When I’m called to duty, God, wherever flames may rage.
Give me strength to save a life whatever be its age.
Help me to embrace a little child before it is too late
Or save an older person from the horror of that fate.
Enable me to be alert to hear the weakest shout
And quickly and efficiently to put the fire out.
I want to fill my calling and to give the best in me.
To guard my every neighbor and protect their property.
And if according to Your will I have to lose my life,
Please bless with Your protecting hand my children and my wife.
© 1996 by Charlie Ball performed by Plainfolk
Chorus: Lay me down beside cool water
And lay to rest my body sore
Send the word out to my brothers
The fire is down, let it burn no more
1) Let me be ready Lord when the call comes in
When the sirens wail and the engines strain
When the smoke is thick and the air is thin
When innocent lives, in the balance hang
2) I’ve trained hard Lord and I’ve learned well
That I’m just one part of a human chain
Though it’s been forged in the fires of hell
Still I’ve known fear Lord, and I’ve prayed for rain
3) If my brother goes down Lord, let me be near
Won’t you let me have what the flames demand
Won’t you give him voice, O Lord, and let me hear
And give me the reach Lord, for his outstretched hand
4) Let me be ready Lord if it comes my turn
Won’t you let me be strong, let me not complain
Won’t you let me go in and with a child return
Take me young Lord, but not in vain
I Wish I Could
I wish you could see the sadness of a business man as his livelihood goes up in flames or that family returning home, only to find their house and belongings damaged or destroyed.
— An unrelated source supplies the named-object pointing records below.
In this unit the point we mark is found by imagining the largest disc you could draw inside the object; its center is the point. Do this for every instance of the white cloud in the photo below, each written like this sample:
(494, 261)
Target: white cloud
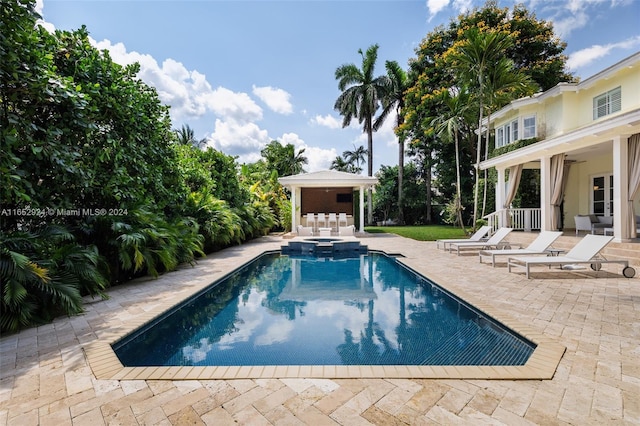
(436, 6)
(319, 158)
(327, 121)
(188, 93)
(244, 140)
(276, 99)
(571, 15)
(44, 24)
(587, 56)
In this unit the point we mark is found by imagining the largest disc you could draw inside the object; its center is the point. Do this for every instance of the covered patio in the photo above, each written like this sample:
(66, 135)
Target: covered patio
(327, 191)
I which you could know what it is to search a burning bedroom for trapped children, flames rolling above your head, your palms and knees burning as you crawl, the floor sagging under your weight as the kitchen beneath you burns.
I wish you could comprehend a wife’s horror at 3 A.M. as I check her husband of forty years for pulse and find none. I start CRP anyway hoping against hope to bring him back, knowing intuitively it is too late. But wanting his wife and family to know everything possible was done.
I wish you could know the unique smell of burning insulation, the taste of soot-filled mucus, the feeling of intense heat through your bunker gear, the sound of flames crackling, and eeriness of being able to see absolutely nothing in dense smoke—“sensations that I have become too familiar with.”
I wish you could read my mind as I respond to a building fire, “Is this a false alarm or a working, breathing fire? How is the building constructed? What hazards await me? Is anyone trapped?” Or to an EMS call, “What is wrong with the patient? Is it minor or life threatening? Is the caller really in distress or is he waiting for us with knife or gun?
I wish you could be in the emergency room as the doctor pronounces dead the beautiful little five-year old girl that I have been trying to save during the past twenty-five minutes, who will never go on their first date or say the words, “I love you Mommy!” again.
I wish you could realize the physical, emotional, and mental drain of missed meals, lost sleep and forgone social activities, in addition to all the tragedy my eyes have viewed.
I wish you could know the brotherhood we develop among our group, or the self-satisfaction of helping save a life or saving someone’s cherished possessions from a fire. Or of just being there in times of crisis, or of creating order from total CHAOS.
I wish you could understand what it feels like to have a little boy tugging on your arm and asking, “Is my mommy o.k.?” Not even being able to look into his eyes without tears falling from your own and not knowing what to say. Or to have to hold back a long-time friend who watches his buddy being bagged as they take him away in the ambulance. knowing all along he did not have his seat belt on—sensations that I have become all too familiar with.
Unless you have lived this kind of life, you will never truly understand or appreciate who I am, what we are, or what our job really means to us.
In the ditch is a cross,
At the intersection there is a wreath.
Each is a reminder of your loss,
To show the passing world there was an untimely death.
When I see this reminder,
It lets me know I have failed.
The tragedy that took place makes me relive the event,
My stomach turns and my face begins to pale.
What could I have done differently to change this outcome.
They are symbols that helps your heart be at peace,
And I ask was it God’s will, or was there more we could have done.
Next time you replace the faded flowers & broken stones,
Know the hurt you feel is shared, some with strangers some with loved ones.
For we cry inward for a life that slipped through our hands the outcome unknown.
You may have just one cross to maintain,
But we have many to remind us that in our district, in our care, we lost one more.
There is a fear that they will be forgotten.
The truth is they will never leave our thoughts.
The symbol you have placed before us,
Is it worth the pain it puts in both our hearts?
The pain is different, but it is there
It’s a reminder we all lost one that was in our care.
Why do we need to do that to ourselves? The true people that care the truth be told,
They will never be forgotten, with or without a cross on the road.